‘The current model of remote delivery will soon become a norm’

Altaf Halde, Global Business Head, Network Intelligence

The COVID-19 crisis is slated to change the way businesses operate. In an exclusive interaction with CRN India, Altaf Halde, Global Business Head, Network Intelligence talks about the steps undertaken by the organisation to ensure smooth delivery of security services

As a security solution provider, how do you assess the current scenario and the lessons learned?  What’s your preparedness to handle such unprecedented situations?
When we are travelling in an airplane, we always hear, as part of the safety drill related to using oxygen masks, life jacket etc, “Please protect yourself first, before you protect others”. This is exactly the first thing that we did when we pre-empted the impact of COVID-19 situation. We first put our house in order, enabled work from home for our consultants, including our Security Operations Centre (SOC) which is measured on strict SLAs.

On priority, the support teams – finance, IT, admin, HR, and PMO – were moved either completely or partially to WFH. One challenge was our development team. While a lot of their systems were cloud-hosted, the big data setup of Elastic was in our server rooms. Hence, we enabled secure remote connectivity. We published detailed WFH guidelines and remote working security checklist. Once our house was in order and all our systems were enabled for WFH, we started reaching out to our customers.

How are you safeguarding your customers’ assets and premises in order to ensure continuity of their business operations?
In our line of business, when we are protecting data of customers, security is the utmost priority. Our business model is a mix of onsite as well as offsite. For offsite work, it was ‘business as usual’ with total transparency being maintained with the customers that delivery will continue to be done remotely. The same security modules, including secure VPN, network security, end-point security, etc – which is there in our SOC and also lie with other delivery teams – were enabled for the machines of our consultants.

However, when it came to onsite activities, it took a bit of time to convince customers of the zero impact on delivery. Here, I would like to convey thanks to our customers who understood the situation and helped us by giving company hardened machines and enabling their business continuity plan for smooth transition to offsite delivery model.

With the sudden rise in cyber threats and attacks in this period, how are you ensuring your customers’ data is safe and helping them mitigate risks?
Today, not many people are prepared for the onslaught of attacks due to the widened attack surface that they are exposed to. Some of the challenges include, but not limited to, more users with VPN credentials which means that phishing attacks will increase as most of these users are not trained to handle VPN access; IT support teams will rush to give access to remote users wherein a lot of security compromises will be done including scenarios where people will directly connect to the net using their private internet connection. This becomes an open invitation to the threat actors, which also means that IT support team will be receiving a lot of exception requests which they will have to allow for users.

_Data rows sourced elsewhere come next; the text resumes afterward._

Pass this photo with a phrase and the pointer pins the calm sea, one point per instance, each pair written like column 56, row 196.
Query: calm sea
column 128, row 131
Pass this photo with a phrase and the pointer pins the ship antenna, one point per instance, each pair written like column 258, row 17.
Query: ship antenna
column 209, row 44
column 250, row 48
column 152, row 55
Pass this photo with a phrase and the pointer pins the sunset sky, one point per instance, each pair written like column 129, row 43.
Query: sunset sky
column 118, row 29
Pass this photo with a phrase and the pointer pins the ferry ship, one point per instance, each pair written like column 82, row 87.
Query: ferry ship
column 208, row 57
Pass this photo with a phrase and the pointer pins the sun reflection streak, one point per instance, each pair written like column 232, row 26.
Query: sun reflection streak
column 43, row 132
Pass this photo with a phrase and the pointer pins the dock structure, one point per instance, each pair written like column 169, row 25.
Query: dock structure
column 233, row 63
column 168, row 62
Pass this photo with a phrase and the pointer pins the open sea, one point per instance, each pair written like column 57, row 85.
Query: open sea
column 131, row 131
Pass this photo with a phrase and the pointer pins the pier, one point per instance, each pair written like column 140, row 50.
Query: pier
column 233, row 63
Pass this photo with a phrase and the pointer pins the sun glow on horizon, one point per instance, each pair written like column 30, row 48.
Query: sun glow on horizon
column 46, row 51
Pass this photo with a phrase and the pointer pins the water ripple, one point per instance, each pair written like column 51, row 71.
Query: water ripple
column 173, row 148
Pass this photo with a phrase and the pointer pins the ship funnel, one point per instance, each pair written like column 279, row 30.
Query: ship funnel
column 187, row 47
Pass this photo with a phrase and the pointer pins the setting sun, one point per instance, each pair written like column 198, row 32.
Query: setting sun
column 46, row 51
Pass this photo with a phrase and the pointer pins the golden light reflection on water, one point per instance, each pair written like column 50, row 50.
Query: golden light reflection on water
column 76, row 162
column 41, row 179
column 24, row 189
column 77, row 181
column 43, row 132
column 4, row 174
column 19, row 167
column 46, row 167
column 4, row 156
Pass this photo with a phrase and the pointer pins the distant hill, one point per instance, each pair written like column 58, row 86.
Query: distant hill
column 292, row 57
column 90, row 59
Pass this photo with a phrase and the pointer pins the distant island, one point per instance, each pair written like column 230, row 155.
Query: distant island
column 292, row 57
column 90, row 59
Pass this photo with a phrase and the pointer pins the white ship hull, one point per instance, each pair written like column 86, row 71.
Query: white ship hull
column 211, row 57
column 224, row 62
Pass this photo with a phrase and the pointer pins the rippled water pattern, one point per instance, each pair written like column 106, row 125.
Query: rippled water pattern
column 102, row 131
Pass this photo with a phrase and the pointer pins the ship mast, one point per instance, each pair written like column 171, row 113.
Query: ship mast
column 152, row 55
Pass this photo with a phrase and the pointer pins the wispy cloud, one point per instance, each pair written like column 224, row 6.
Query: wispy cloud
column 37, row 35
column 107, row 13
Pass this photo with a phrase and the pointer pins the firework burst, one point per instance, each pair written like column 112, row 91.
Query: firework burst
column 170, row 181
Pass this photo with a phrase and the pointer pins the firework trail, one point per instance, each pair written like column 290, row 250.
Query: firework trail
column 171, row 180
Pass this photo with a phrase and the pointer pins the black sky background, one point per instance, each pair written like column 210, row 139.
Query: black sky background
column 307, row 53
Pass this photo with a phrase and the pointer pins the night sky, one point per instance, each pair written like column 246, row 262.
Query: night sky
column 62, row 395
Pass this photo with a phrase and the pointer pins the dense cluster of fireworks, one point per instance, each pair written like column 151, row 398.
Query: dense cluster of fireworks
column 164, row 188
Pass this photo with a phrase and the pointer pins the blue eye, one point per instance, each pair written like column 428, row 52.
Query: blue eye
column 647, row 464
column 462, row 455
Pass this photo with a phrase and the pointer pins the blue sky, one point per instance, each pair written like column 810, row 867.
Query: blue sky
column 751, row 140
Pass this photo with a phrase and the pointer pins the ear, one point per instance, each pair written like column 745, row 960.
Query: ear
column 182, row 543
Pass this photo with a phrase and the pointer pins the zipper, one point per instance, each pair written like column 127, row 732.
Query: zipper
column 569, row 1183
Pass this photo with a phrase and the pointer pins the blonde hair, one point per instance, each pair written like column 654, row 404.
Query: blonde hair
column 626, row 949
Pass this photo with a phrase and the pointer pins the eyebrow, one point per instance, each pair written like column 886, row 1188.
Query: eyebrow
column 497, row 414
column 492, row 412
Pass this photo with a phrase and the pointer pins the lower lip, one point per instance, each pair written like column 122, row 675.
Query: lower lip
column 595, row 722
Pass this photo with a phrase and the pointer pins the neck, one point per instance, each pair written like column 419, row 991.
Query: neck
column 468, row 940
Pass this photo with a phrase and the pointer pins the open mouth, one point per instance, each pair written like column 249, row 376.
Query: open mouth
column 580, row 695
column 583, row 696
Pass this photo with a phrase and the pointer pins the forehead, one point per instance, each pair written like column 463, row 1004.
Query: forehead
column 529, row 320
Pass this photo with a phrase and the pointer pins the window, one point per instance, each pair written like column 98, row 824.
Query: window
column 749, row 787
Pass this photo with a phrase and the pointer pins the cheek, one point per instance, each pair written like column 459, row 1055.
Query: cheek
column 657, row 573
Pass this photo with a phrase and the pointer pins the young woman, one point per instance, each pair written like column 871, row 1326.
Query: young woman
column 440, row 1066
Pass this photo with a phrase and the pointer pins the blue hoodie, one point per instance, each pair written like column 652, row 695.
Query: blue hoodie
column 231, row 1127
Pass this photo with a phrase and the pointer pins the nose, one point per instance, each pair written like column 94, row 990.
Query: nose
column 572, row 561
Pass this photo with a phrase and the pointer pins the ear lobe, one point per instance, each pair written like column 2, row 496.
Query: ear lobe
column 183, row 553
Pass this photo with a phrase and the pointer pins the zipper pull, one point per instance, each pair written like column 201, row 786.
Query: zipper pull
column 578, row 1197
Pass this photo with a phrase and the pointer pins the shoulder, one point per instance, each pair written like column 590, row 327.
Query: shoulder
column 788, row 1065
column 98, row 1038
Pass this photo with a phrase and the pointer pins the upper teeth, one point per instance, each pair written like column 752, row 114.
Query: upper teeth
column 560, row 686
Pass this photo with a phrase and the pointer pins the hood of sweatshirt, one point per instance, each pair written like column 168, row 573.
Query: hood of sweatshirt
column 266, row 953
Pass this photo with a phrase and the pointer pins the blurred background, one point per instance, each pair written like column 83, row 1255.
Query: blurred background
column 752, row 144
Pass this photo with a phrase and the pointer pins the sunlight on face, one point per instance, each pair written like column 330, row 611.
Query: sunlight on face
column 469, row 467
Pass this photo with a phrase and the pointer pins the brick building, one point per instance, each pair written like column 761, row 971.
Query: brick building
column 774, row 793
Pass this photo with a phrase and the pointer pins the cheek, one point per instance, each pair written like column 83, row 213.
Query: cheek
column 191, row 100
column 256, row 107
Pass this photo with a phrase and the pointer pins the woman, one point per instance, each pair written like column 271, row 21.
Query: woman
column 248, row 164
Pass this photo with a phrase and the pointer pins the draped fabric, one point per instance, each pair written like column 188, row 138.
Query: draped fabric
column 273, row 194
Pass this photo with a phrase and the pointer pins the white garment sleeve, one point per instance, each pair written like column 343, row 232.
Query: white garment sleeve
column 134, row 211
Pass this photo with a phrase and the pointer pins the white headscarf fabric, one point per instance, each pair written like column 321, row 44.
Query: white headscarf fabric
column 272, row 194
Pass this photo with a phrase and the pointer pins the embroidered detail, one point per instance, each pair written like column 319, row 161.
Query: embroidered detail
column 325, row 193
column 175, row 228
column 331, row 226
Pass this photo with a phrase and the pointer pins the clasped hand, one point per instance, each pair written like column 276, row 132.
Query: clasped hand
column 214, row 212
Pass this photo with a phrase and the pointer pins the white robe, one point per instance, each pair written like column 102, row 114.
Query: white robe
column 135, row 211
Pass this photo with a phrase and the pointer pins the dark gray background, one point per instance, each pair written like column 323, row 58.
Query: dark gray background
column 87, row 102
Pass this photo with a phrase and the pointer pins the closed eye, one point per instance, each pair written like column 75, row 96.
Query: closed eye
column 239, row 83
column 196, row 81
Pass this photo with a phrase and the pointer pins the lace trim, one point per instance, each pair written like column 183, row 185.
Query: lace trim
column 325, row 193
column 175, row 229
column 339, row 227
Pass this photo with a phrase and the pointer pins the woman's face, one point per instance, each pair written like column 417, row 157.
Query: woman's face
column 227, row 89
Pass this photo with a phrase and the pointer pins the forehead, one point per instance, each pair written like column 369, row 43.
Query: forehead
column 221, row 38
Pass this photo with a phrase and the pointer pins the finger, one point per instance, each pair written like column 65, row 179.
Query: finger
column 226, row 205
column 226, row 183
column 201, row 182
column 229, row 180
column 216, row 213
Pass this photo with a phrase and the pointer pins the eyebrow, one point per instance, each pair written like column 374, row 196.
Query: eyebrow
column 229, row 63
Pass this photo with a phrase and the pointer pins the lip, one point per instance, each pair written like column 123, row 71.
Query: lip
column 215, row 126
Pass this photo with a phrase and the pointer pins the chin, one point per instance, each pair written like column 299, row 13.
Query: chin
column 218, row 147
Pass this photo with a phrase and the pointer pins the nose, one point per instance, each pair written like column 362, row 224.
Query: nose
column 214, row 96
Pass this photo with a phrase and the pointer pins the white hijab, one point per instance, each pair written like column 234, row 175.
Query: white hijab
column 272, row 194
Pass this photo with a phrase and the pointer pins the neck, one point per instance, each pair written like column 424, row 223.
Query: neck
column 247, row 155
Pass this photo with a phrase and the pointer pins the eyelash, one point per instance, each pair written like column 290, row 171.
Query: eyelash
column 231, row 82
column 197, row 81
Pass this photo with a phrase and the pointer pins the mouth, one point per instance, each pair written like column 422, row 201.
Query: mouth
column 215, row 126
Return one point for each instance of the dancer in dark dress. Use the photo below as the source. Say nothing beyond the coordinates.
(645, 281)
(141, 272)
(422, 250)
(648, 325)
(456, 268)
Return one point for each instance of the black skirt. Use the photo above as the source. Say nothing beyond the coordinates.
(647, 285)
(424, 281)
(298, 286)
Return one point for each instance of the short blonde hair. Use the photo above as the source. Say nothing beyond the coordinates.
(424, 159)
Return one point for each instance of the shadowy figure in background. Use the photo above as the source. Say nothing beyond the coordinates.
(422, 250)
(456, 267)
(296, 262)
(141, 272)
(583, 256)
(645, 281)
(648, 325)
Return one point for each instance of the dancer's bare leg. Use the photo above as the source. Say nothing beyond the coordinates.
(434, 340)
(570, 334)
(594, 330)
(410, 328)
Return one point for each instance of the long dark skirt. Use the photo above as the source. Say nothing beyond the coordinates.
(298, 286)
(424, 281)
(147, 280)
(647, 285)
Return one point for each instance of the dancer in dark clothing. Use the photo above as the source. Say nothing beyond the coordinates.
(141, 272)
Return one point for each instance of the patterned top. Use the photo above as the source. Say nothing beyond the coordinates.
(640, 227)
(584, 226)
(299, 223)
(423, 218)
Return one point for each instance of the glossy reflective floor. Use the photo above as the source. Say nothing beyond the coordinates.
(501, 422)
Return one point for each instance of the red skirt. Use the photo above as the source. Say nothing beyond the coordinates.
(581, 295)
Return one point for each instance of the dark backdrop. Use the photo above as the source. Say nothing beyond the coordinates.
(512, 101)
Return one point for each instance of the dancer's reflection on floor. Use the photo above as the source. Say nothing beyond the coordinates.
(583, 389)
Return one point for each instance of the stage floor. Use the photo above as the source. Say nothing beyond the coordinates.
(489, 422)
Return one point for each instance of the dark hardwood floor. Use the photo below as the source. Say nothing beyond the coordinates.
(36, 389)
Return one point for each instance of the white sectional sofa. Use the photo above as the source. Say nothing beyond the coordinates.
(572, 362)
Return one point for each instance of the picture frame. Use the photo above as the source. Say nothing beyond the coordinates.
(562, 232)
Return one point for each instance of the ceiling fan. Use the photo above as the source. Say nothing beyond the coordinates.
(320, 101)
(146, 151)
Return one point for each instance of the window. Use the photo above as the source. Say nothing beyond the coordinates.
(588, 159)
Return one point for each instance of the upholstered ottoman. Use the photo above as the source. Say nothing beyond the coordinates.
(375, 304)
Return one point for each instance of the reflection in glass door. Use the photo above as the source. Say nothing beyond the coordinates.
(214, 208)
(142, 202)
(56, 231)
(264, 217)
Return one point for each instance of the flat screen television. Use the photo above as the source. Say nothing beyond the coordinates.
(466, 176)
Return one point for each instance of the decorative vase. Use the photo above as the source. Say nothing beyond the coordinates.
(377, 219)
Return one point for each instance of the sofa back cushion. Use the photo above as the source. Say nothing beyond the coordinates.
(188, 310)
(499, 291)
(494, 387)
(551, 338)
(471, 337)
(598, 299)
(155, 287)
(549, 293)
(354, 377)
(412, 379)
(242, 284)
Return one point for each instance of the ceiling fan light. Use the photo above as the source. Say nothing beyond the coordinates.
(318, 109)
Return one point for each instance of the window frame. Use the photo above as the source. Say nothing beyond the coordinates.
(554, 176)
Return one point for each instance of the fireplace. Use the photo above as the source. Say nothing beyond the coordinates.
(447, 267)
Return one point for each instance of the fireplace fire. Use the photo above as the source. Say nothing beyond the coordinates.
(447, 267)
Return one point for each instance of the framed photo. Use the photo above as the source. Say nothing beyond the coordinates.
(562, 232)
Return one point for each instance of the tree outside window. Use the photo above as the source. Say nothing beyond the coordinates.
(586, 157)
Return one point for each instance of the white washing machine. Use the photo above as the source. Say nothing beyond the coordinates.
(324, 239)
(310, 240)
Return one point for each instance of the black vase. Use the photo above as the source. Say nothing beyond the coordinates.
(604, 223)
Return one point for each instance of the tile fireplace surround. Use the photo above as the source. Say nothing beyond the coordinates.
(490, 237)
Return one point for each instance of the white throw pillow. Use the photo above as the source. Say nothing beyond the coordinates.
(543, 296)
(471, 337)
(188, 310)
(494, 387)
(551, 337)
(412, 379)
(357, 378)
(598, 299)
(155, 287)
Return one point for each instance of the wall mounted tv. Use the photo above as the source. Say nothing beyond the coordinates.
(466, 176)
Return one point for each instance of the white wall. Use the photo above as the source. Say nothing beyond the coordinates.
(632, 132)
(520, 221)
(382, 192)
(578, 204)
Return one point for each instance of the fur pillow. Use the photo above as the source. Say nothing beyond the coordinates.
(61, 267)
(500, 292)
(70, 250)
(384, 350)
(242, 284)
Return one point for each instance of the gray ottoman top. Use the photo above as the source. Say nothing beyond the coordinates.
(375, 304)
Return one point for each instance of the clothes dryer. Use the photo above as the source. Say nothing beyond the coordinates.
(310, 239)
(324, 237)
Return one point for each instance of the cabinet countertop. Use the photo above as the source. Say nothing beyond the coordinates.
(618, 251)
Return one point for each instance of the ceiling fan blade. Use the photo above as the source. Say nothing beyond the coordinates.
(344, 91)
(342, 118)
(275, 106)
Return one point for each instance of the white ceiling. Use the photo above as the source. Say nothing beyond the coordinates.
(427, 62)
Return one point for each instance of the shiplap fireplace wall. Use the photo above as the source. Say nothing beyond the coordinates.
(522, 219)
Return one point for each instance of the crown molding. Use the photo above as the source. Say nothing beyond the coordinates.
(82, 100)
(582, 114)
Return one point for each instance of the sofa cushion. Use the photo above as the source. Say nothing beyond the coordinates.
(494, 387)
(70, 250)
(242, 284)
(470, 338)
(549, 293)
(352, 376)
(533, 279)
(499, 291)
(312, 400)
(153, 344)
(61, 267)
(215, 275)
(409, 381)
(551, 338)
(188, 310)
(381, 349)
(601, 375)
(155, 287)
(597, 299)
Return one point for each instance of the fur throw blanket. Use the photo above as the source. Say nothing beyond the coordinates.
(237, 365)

In this time of total lockdown wherein your team can’t visit customers, how are you ensuring 24×7 service and support to your customers?
As mentioned above, our SOC and delivery, which works on 24×7, was enabled technically as well as from a process perspective. In specific context to onsite service expectations, safety of our team is of prime importance to us. It took us some time to explain and convince the customer that there will be zero impact on the delivery front, even if we do the delivery offsite. We shared our security policies and were able to explain to customers that it will be ‘business as usual’ for us.

Highlight some of the challenges being faced in providing service or support to the customers in this period?
Barring a few exceptions, all our clients had moved their staff offline. All staff working on overseas projects had been flown back. The challenges we faced were more in the mind – customers were not open to the offsite model. But constant communication and explaination about the security aspects like VPN, network perimeter, and end-point security, etc, which were in place and functioning well, helped remove the mind-block that customers had.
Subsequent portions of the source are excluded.